Limitations & Future Work¶
- Requires a pre-trained AE, which introduces an extra step.
- Relies on COLMAP for grayscale SfM, which may fail in textureless scenes.
- The experiments are only validated on two small datasets provided by HS-NeRF, lacking evaluation on large-scale scenes.
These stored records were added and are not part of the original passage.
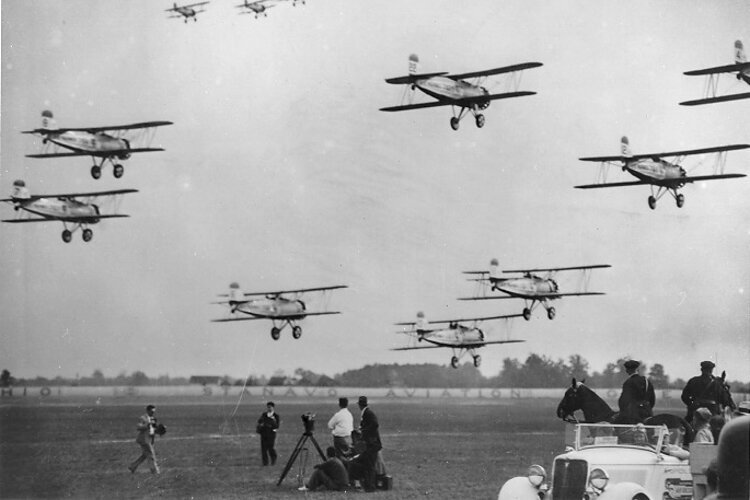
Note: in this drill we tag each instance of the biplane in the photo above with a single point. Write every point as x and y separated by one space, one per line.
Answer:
741 67
663 176
108 144
462 339
67 208
533 289
186 11
282 307
258 7
454 90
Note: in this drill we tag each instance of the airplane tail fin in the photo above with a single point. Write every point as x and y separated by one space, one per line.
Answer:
48 120
739 52
625 147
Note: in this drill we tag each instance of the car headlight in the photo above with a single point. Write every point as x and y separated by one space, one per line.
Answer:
599 479
537 475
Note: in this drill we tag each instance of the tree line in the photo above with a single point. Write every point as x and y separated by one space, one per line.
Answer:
535 372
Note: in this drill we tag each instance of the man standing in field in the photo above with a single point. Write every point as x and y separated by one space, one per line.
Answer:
146 431
341 426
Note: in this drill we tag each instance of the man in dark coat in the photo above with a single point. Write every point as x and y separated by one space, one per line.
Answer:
637 399
693 392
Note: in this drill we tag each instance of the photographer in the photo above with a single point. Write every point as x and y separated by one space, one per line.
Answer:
148 428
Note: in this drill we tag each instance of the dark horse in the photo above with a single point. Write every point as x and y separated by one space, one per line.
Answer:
579 397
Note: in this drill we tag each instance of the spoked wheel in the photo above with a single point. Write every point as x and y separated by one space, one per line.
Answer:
526 313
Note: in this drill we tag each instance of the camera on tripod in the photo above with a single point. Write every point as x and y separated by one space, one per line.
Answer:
308 420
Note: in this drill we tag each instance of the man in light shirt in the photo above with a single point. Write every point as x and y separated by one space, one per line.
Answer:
341 426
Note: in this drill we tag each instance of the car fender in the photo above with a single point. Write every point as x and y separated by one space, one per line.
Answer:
624 491
518 488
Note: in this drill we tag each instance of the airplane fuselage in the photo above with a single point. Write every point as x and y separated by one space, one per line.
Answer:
447 89
86 142
655 171
60 209
526 287
460 336
271 308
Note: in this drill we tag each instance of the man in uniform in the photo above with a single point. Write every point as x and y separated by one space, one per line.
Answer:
637 399
696 386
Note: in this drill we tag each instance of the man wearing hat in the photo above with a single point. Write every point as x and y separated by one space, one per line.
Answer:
637 398
146 430
696 387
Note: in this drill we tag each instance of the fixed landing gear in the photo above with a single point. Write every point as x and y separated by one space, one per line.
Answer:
297 331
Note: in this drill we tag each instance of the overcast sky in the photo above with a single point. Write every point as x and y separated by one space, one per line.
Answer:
280 172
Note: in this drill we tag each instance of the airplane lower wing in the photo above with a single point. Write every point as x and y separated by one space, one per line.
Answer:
710 100
114 152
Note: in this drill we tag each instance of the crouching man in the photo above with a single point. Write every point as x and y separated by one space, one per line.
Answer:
331 474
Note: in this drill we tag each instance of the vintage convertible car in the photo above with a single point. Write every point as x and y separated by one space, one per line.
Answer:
611 462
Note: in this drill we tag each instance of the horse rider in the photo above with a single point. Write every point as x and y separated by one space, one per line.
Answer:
692 394
637 398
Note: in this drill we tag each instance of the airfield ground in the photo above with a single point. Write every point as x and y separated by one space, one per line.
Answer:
452 448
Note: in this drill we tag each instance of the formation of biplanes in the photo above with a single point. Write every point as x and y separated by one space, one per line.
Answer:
466 93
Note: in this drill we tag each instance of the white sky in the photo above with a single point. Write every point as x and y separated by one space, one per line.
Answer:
280 172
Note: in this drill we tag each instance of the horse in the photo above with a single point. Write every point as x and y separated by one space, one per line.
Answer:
580 397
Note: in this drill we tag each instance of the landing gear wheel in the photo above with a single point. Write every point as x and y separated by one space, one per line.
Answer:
526 313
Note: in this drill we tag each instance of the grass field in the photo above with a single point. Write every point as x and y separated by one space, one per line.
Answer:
452 448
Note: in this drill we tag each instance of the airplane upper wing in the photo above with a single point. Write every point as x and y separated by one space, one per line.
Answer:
687 152
458 102
94 130
496 71
729 68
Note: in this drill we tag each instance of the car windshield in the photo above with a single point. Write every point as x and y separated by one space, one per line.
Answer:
604 434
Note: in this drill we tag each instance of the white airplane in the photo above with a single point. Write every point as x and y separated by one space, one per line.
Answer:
67 208
741 66
106 143
275 306
533 289
651 169
186 11
258 7
460 338
455 91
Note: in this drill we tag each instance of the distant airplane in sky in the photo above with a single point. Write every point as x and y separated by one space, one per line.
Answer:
67 208
652 170
106 143
455 91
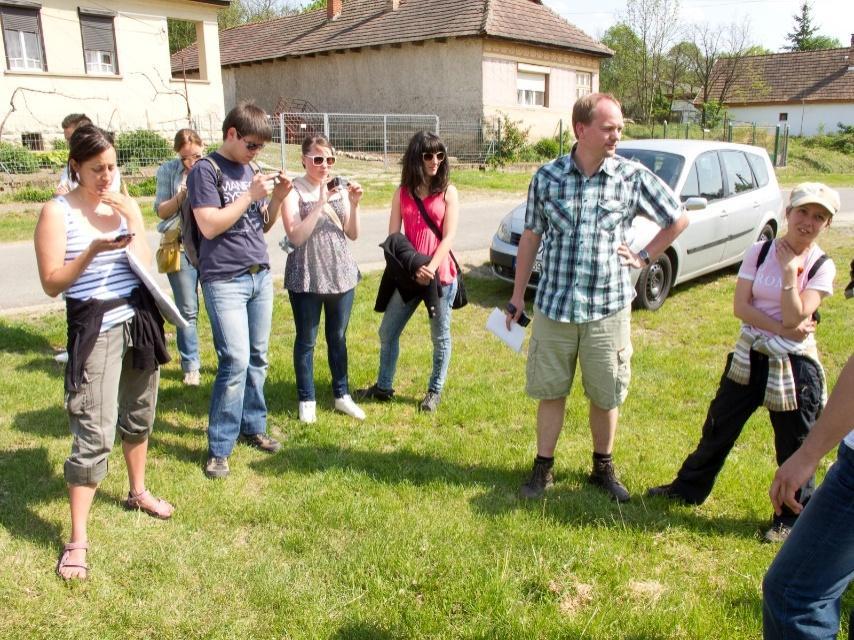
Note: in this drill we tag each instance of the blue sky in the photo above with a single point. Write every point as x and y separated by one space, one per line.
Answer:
770 20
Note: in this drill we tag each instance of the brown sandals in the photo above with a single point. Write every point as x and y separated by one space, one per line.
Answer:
63 563
155 507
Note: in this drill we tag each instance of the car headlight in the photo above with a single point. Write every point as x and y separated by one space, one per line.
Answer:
504 231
- Synthetic datasets rely on substituting spectral signatures based on semantic labels, which deviates from real-world hyperspectral scenes.
- Online inference speed and real-time rendering capabilities are not discussed.
Related Work & Insights¶
- HS-NeRF: The first HNVS method, but it is not end-to-end and suffers from instability, providing the dataset and motivation for this work.
- Scaffold-GS / Mip-Splatting: Representative improvements of 3DGS (focusing on compression and anti-aliasing), but they do not consider high-dimensional extensions.
- VDGS: Uses a hybrid NeRF-MLP to predict color/opacity for multispectral reconstruction, though it still relies on a 3DGS backbone.
- Insight: The combined paradigm of latent space compression and explicit 3D representation can be generalized to multi-modal extensions in radiance fields.
Rating¶
⭐⭐⭐⭐ — Achieves hyperspectral novel view synthesis under the 3DGS framework for the first time. The method is logically designed with solid ablations, though the experimental scale is relatively small, and a discussion on real-time rendering is missing.